Or, if you prefer the exact answer:

6: 21/9765625
7: 2961/195312500
8: 477/7812500
9: 7291/39062500
10: 23494/48828125
11: 10821/9765625
12: 905377/390625000
13: 173939/39062500
14: 1549361/195312500
15: 5169901/390625000
16: 4059413/195312500
17: 600273/19531250
18: 8387251/195312500
19: 22169511/390625000
20: 13882769/195312500
21: 32890443/390625000
22: 36767513/390625000
23: 38824851/390625000
24: 19313151/195312500
25: 7230023/78125000
26: 31619491/390625000
27: 12910273/195312500
28: 19638697/390625000
29: 2747877/78125000
30: 8787747/390625000
31: 504117/39062500
32: 2598507/390625000
33: 57033/19531250
34: 9828/9765625
35: 25893/97656250
36: 567/19531250


Here's a brief explanation of how I did this:
First, here's a list of the probabilities associated with the different dice throws:

Dice 1 probabilities
Probability of a 1 is 1/10
Probability of a 2 is 9/50
Probability of a 3 is 9/50
Probability of a 4 is 9/50
Probability of a 5 is 9/50
Probability of a 6 is 9/50


Dice 2 probabilities
Probability of a 1 is 4/25
Probability of a 2 is 1/5
Probability of a 3 is 4/25
Probability of a 4 is 4/25
Probability of a 5 is 4/25
Probability of a 6 is 4/25


Dice 3 probabilities
Probability of a 1 is 7/50
Probability of a 2 is 7/50
Probability of a 3 is 3/10
Probability of a 4 is 7/50
Probability of a 5 is 7/50
Probability of a 6 is 7/50


Dice 4 probabilities
Probability of a 1 is 3/25
Probability of a 2 is 3/25
Probability of a 3 is 3/25
Probability of a 4 is 2/5
Probability of a 5 is 3/25
Probability of a 6 is 3/25


Dice 5 probabilities
Probability of a 1 is 1/10
Probability of a 2 is 1/10
Probability of a 3 is 1/10
Probability of a 4 is 1/10
Probability of a 5 is 1/2
Probability of a 6 is 1/10


Dice 6 probabilities
Probability of a 1 is 2/25
Probability of a 2 is 2/25
Probability of a 3 is 2/25
Probability of a 4 is 2/25
Probability of a 5 is 2/25
Probability of a 6 is 3/5

Then, there are only $6^6 = 46656$ possible throws. This is a small number for a computer to iterate through, so I do so. For each throw, I calculate what the probability of it occurring is, and what the sum of the dice is. I accumulate that sum to the probability of getting that number.

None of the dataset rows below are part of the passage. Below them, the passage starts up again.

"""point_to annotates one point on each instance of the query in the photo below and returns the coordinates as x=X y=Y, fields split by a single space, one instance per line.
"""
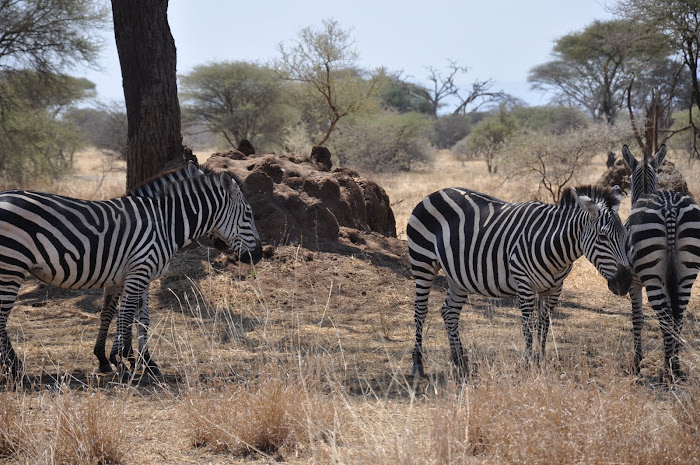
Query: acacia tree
x=47 y=38
x=147 y=57
x=679 y=22
x=443 y=85
x=40 y=42
x=551 y=160
x=237 y=100
x=593 y=68
x=324 y=63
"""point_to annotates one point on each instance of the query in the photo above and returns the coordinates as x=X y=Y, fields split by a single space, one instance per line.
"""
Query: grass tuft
x=89 y=429
x=272 y=414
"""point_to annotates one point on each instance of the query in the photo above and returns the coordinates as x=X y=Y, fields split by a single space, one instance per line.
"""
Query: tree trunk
x=148 y=62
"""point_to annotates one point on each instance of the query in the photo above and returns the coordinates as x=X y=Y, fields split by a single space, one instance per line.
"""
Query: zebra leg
x=144 y=320
x=670 y=335
x=121 y=349
x=8 y=295
x=526 y=304
x=547 y=304
x=109 y=308
x=424 y=275
x=450 y=312
x=637 y=324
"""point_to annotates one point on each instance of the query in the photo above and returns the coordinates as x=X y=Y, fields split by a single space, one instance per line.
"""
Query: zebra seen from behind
x=495 y=248
x=123 y=243
x=664 y=251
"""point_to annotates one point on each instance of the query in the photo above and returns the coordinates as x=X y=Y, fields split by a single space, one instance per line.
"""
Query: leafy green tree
x=400 y=96
x=238 y=100
x=593 y=68
x=487 y=136
x=550 y=119
x=40 y=41
x=551 y=161
x=383 y=142
x=48 y=38
x=449 y=129
x=679 y=22
x=324 y=62
x=35 y=141
x=444 y=85
x=104 y=127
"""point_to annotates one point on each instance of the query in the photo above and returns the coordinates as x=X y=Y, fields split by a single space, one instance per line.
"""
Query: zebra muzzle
x=621 y=282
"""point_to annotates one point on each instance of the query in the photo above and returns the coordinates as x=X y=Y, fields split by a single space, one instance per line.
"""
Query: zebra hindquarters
x=424 y=272
x=665 y=240
x=110 y=304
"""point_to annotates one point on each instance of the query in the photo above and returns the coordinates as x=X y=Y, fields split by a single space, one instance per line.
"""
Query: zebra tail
x=672 y=287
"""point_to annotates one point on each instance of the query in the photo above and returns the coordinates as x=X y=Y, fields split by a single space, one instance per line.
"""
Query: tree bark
x=147 y=57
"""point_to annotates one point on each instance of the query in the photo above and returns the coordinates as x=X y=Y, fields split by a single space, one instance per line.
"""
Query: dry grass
x=304 y=358
x=278 y=414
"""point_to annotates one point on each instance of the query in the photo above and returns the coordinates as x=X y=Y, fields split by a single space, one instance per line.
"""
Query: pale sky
x=496 y=39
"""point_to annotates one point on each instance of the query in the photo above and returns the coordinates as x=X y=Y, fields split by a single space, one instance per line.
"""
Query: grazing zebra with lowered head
x=664 y=251
x=112 y=294
x=122 y=243
x=496 y=248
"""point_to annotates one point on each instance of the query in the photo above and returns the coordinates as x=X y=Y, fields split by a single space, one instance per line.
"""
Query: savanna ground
x=305 y=358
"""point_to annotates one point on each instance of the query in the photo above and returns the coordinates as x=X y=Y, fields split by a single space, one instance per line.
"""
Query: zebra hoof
x=153 y=371
x=105 y=368
x=124 y=374
x=418 y=370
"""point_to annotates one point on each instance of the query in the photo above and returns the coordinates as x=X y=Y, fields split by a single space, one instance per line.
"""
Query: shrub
x=551 y=161
x=383 y=143
x=448 y=130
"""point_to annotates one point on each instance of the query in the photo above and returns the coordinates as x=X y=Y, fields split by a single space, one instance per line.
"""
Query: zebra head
x=604 y=236
x=643 y=177
x=235 y=231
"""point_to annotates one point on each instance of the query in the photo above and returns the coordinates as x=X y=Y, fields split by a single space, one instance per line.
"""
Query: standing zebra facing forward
x=664 y=251
x=123 y=243
x=496 y=248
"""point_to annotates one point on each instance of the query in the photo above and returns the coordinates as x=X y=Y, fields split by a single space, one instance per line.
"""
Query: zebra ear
x=192 y=169
x=659 y=157
x=615 y=198
x=587 y=204
x=629 y=158
x=229 y=183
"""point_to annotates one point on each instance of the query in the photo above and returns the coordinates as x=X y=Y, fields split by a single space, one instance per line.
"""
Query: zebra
x=148 y=188
x=664 y=251
x=120 y=244
x=496 y=248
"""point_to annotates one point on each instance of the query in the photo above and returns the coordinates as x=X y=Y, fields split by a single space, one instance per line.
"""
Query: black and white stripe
x=664 y=251
x=122 y=243
x=496 y=248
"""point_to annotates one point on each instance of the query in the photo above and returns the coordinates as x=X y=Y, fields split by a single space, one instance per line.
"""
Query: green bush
x=449 y=129
x=383 y=142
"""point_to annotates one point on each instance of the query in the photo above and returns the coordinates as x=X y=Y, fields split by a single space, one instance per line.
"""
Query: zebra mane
x=598 y=193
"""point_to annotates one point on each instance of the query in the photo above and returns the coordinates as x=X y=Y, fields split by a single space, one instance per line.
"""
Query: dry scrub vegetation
x=305 y=358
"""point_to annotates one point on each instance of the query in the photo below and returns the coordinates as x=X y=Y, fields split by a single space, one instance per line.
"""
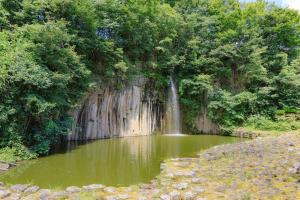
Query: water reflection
x=117 y=162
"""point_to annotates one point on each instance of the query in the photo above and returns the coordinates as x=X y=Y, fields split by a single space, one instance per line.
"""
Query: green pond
x=112 y=162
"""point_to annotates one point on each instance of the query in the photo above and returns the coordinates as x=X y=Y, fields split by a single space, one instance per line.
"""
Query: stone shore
x=263 y=168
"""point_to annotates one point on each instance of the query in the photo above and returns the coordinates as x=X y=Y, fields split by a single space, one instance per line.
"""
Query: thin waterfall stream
x=174 y=118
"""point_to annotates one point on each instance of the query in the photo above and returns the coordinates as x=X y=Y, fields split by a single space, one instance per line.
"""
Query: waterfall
x=109 y=113
x=173 y=110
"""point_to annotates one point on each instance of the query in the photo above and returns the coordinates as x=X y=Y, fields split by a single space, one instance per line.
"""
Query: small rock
x=198 y=189
x=15 y=196
x=4 y=193
x=155 y=191
x=19 y=187
x=60 y=194
x=32 y=189
x=182 y=164
x=165 y=197
x=175 y=195
x=111 y=198
x=110 y=190
x=189 y=196
x=44 y=193
x=291 y=144
x=295 y=169
x=170 y=175
x=93 y=187
x=73 y=189
x=181 y=186
x=74 y=197
x=4 y=166
x=29 y=197
x=198 y=180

Here are some examples of ways to throw 21:


Die 1 has a 1 (probability 1/10 ) Die 2 has a 1 (probability 4/25 ) Die 3 has a 1 (probability 7/50 ) Die 4 has a 6 (probability 3/25 ) Die 5 has a 6 (probability 1/10 ) Die 6 has a 6 (probability 3/5 ) Probability of this throw: 63/3906250


Die 1 has a 1 (probability 1/10 ) Die 2 has a 1 (probability 4/25 ) Die 3 has a 2 (probability 7/50 ) Die 4 has a 5 (probability 3/25 ) Die 5 has a 6 (probability 1/10 ) Die 6 has a 6 (probability 3/5 ) Probability of this throw: 63/3906250


Die 1 has a 1 (probability 1/10 ) Die 2 has a 1 (probability 4/25 ) Die 3 has a 2 (probability 7/50 ) Die 4 has a 6 (probability 3/25 ) Die 5 has a 5 (probability 1/2 ) Die 6 has a 6 (probability 3/5 ) Probability of this throw: 63/781250


Die 1 has a 1 (probability 1/10 ) Die 2 has a 1 (probability 4/25 ) Die 3 has a 2 (probability 7/50 ) Die 4 has a 6 (probability 3/25 ) Die 5 has a 6 (probability 1/10 ) Die 6 has a 5 (probability 2/25 ) Probability of this throw: 21/9765625


Die 1 has a 1 (probability 1/10 ) Die 2 has a 1 (probability 4/25 ) Die 3 has a 3 (probability 3/10 ) Die 4 has a 4 (probability 2/5 ) Die 5 has a 6 (probability 1/10 ) Die 6 has a 6 (probability 3/5 ) Probability of this throw: 9/78125


Die 1 has a 1 (probability 1/10 ) Die 2 has a 1 (probability 4/25 ) Die 3 has a 3 (probability 3/10 ) Die 4 has a 5 (probability 3/25 ) Die 5 has a 5 (probability 1/2 ) Die 6 has a 6 (probability 3/5 ) Probability of this throw: 27/156250

Obviously this goes on for some time, but in the end you get the answer. Below is the python script:

from collections import defaultdict
import itertools
import fractions

#Generate the probabilities for the dice
dice=defaultdict(list)
for die in range(1,7):
    for throw in range(7):
        if throw==0:
            dice[die].append(0)
        elif die==throw:
            dice[die].append(fractions.Fraction(die,10))
        else:
            dice[die].append(fractions.Fraction(10-die,50))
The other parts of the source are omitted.